ORBIT Administrator: browse, add, modify and delete ORBIT users; browse, add, modify and delete ORBIT projects; browse, add, modify and delete Project Leaders and Project Administrators; set logging options and audit ORBIT logs; can delegate to Designated ORBIT Administrator; cardinality = 1. Designated ORBIT Administrator: same privileges as ORBIT Administrator except cannot delegate role; cardinality = 1. Experimenter: all privileges to run an ORBIT experiment and analyze results, but not modify or delete results. Analyst: can only analyze results of an ORBIT experiment, not run one. Project Administrator: browse selected fields of and add ORBIT users; add and delete users to and from roles in his or her project; can delegate role to Designated Project Administrator; cardinality = 1 per project. Designated Project Administrator: same privileges as Project Administrator except cannot delegate; cardinality = 1 per project. Project Leader: can modify or delete results of any of the project's experiments; complete access to any project-specific resources; can delegate to Designated Project Leader; cardinality = 1 per project. Designated Project Leader: same privileges as Project Leader except cannot delegate; cardinality = 1 per project. Developer: not sure what the scope of a developer's privileges should be. Does a developer become and Experimenter to run a test?

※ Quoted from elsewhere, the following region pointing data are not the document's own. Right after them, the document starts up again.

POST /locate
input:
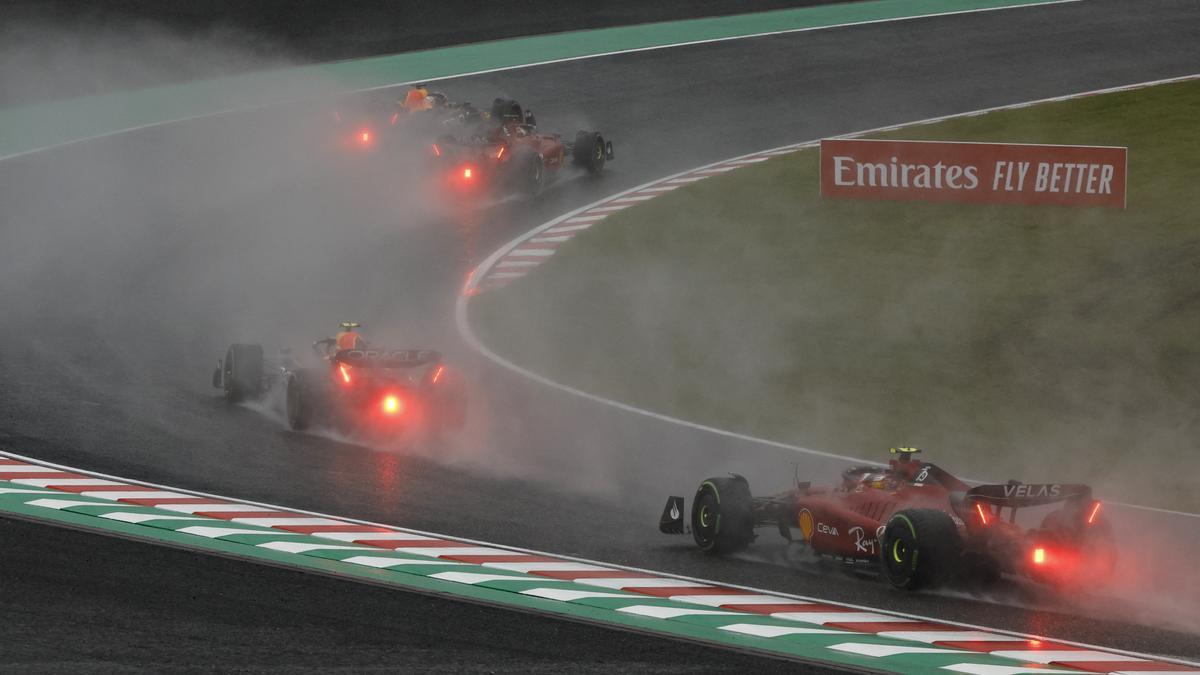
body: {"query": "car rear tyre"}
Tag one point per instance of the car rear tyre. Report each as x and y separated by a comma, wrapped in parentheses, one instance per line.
(243, 372)
(589, 151)
(723, 515)
(922, 549)
(529, 172)
(299, 402)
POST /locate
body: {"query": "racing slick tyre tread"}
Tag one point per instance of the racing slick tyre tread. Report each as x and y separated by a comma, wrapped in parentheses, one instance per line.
(529, 172)
(589, 151)
(723, 515)
(922, 549)
(300, 404)
(243, 372)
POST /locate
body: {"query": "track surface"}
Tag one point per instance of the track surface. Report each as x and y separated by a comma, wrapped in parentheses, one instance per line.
(143, 255)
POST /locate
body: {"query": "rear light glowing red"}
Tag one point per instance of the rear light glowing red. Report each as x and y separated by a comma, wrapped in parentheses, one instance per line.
(983, 514)
(393, 405)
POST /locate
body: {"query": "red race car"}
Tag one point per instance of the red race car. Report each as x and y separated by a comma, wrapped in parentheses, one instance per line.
(922, 526)
(503, 151)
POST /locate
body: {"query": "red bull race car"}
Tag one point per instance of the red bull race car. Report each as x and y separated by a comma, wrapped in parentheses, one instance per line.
(504, 151)
(918, 524)
(349, 387)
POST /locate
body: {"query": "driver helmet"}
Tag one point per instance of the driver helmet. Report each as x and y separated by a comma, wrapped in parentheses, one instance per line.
(347, 338)
(418, 99)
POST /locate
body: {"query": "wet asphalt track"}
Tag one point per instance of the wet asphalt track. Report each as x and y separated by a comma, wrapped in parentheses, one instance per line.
(196, 237)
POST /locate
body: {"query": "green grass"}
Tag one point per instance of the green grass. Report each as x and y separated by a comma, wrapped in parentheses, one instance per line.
(1038, 342)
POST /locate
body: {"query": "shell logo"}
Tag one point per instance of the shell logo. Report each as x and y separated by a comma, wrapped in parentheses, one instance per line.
(805, 523)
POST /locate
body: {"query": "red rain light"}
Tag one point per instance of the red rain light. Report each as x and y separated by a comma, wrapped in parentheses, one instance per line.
(393, 405)
(983, 514)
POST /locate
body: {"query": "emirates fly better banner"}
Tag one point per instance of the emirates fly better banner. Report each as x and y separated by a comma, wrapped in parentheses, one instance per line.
(982, 173)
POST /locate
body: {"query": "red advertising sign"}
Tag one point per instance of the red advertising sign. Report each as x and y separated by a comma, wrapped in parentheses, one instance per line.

If there are different types of ORBIT experiments, may want more than one Experimenter role.

Might consider an separate ORBIT database administrator role too to backup and restore stuff and clean out and maybe archive stuff.

The members of a project would be the union of all the members of a project's roles.

Who owns the Experimental Descriptions {EDs] and Application Descriptions {ADs], Matlab scripts, prototypes, applications, builds, etc. How would they be shared among projects once role-based access control is in effect? Does a common area for some of these things make sense? Do projects own certain applications?

Is there any classified work or company-confidential work on ORBIT? What are the implications?

Is there any need for ORBIT cost accounting? If so, how does role-based access control interface to it?